Yeah. We're starting to contemplate a new monitoring/performance/etc. system, an...

jedberg · on Dec 9, 2015

We did something similar at Netflix. We had all the aggregations but also stored all the raw data. The raw data would be pushed out of the live system and replaced with aggregates and then stored as flat text in S3. If for some reasons you needed the old data, you just put in a ticket with the monitoring team to load the data back into the live system (I think this is even self service now).
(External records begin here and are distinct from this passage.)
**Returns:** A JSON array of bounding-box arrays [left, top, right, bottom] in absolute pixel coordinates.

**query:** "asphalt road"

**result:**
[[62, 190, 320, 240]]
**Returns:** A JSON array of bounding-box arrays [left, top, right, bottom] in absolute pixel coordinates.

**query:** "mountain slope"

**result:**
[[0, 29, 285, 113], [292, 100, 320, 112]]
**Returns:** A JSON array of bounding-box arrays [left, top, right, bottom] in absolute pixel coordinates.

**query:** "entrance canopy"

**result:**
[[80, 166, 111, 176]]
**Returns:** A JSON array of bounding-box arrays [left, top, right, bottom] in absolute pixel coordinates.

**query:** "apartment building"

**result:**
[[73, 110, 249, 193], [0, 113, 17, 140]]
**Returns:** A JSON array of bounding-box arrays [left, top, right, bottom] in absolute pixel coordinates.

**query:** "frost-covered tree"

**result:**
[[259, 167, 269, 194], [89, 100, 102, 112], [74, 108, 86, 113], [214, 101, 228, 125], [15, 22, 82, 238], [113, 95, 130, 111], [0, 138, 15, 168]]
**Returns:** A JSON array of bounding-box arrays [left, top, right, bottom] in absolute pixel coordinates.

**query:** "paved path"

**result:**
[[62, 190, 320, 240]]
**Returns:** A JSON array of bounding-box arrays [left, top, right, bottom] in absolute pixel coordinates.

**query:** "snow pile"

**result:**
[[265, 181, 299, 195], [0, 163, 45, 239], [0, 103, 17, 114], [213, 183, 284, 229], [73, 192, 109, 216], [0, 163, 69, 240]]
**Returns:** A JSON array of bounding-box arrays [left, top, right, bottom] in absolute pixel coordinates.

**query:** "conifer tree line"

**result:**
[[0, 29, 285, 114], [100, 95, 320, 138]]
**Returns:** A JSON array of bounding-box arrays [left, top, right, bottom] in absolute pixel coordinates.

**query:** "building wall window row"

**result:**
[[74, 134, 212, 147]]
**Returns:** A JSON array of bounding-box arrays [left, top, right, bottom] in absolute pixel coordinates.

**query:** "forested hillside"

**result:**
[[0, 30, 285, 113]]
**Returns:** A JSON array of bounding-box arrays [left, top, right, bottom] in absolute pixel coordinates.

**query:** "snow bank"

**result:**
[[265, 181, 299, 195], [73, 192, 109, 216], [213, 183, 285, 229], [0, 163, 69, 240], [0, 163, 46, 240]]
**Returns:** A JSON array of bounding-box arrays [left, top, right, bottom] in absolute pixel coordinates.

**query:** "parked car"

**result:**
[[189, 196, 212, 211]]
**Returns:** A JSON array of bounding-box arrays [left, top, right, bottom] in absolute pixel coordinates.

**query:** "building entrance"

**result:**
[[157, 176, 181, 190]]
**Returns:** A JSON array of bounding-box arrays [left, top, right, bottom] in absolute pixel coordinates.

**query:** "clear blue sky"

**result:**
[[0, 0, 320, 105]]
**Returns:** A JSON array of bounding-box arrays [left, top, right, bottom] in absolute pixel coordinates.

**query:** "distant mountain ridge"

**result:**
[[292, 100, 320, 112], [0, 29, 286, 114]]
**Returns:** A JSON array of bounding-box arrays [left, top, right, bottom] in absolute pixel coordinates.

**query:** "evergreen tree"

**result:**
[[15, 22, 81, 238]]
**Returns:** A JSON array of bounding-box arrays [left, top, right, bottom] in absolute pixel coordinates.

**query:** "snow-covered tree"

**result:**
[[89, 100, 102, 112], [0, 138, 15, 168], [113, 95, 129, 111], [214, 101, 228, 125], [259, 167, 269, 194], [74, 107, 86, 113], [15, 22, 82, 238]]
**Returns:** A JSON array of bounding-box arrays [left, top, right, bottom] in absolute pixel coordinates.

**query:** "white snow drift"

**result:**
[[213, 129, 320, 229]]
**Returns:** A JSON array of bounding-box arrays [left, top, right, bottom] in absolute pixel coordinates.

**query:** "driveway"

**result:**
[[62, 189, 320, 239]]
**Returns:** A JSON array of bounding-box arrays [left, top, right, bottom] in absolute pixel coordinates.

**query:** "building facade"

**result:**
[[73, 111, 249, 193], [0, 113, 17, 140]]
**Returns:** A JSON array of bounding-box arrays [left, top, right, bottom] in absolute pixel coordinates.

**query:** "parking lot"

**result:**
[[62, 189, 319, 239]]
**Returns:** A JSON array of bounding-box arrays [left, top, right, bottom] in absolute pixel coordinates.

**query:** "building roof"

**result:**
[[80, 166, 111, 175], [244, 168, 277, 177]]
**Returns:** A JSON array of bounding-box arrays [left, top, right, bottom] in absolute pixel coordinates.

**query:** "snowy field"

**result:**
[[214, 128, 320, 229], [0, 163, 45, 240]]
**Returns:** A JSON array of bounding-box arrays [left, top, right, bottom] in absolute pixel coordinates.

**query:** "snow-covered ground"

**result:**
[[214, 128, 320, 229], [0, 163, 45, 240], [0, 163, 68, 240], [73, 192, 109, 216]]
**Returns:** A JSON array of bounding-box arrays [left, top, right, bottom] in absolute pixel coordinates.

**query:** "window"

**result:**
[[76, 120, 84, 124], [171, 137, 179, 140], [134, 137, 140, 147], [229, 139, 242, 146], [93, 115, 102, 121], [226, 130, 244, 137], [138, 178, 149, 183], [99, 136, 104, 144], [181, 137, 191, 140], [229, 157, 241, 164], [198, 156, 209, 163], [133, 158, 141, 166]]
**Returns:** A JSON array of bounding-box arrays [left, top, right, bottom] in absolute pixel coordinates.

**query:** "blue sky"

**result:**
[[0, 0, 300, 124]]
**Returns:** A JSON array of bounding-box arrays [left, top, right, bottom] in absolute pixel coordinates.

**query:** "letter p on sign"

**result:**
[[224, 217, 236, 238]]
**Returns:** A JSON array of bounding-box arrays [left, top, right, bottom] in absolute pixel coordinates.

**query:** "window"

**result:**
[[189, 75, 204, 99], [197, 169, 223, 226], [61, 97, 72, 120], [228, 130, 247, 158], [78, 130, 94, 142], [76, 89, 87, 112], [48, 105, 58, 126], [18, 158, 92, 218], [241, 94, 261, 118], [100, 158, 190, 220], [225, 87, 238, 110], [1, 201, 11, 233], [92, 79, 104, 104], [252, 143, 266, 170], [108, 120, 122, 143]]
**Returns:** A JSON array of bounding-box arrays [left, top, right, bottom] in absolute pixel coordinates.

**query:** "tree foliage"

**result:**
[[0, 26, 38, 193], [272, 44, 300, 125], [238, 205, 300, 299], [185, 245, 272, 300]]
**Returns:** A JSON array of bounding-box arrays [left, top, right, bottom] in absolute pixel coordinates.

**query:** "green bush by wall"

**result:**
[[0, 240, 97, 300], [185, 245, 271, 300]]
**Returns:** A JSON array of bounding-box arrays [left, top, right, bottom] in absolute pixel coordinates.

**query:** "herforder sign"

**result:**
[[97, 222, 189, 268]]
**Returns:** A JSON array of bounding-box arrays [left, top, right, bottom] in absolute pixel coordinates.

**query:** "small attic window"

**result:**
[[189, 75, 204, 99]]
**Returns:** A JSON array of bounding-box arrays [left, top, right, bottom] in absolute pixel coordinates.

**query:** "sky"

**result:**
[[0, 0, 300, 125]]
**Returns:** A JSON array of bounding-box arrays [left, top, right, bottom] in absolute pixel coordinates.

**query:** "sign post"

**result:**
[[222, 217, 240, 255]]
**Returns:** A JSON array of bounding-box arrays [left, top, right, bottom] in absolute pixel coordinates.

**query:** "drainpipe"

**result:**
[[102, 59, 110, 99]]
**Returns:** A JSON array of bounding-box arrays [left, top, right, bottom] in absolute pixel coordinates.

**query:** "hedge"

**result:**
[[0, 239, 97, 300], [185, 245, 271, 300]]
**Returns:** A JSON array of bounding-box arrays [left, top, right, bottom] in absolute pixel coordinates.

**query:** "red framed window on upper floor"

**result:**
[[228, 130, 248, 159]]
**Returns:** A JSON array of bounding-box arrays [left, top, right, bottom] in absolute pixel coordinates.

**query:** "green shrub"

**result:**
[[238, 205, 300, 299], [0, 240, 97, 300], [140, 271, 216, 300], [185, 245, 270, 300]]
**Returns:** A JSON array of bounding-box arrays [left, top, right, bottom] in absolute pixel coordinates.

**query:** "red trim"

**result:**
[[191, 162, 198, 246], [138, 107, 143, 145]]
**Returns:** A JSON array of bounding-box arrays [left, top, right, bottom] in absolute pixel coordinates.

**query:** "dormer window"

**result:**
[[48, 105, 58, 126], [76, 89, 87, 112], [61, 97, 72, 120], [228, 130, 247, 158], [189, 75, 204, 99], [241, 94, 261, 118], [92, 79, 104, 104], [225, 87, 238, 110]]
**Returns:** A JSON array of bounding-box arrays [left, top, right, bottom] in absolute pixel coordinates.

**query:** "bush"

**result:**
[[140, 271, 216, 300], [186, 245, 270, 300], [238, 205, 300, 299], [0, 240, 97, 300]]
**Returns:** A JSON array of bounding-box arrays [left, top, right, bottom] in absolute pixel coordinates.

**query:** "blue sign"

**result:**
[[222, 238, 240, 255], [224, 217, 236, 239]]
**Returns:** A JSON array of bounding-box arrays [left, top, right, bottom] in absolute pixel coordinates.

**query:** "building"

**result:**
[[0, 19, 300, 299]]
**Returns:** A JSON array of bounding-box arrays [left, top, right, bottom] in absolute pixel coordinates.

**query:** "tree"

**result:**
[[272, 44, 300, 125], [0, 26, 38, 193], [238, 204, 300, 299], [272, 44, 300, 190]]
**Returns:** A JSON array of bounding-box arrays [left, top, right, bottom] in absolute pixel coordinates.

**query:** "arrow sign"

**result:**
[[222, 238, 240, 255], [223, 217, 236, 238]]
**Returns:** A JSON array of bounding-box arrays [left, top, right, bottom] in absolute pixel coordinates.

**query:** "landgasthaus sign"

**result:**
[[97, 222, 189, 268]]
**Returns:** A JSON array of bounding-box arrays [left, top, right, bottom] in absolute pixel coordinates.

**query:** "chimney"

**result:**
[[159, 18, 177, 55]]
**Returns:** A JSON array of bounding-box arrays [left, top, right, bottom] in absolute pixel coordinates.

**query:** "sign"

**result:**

The system would then load the data from S3 back into the live system via Hadoop. Turns out it was pretty cheap to store highly compressible files in S3.

halayli · on Dec 9, 2015

I've built a similar system as well. Raw data compressed and stored in s3, but aggregations are stored in postgres. Data stored in Postgres is compressed binary representation of a histogram and I added few C functions in postgres to do things like select x,y, histogram_percentile(histogram_merge(data), 99) group by x,y etc..

amluto · on Dec 9, 2015

My company stores all raw data for pretty much everything forever (and, in finance, there are a lot of things). It's binary, compressed with xz, and stored in several places. The grand total Glacier cost is something like $50/month.

(Do NOT, for the love of your sanity, emulate this design exactly. Use Backblaze or Google's nearline storage. Do not touch Glacier at all if you can avoid it. When I wrote the Glacier integration, I did it because it was far cheaper than its competitors. That's no longer the case.)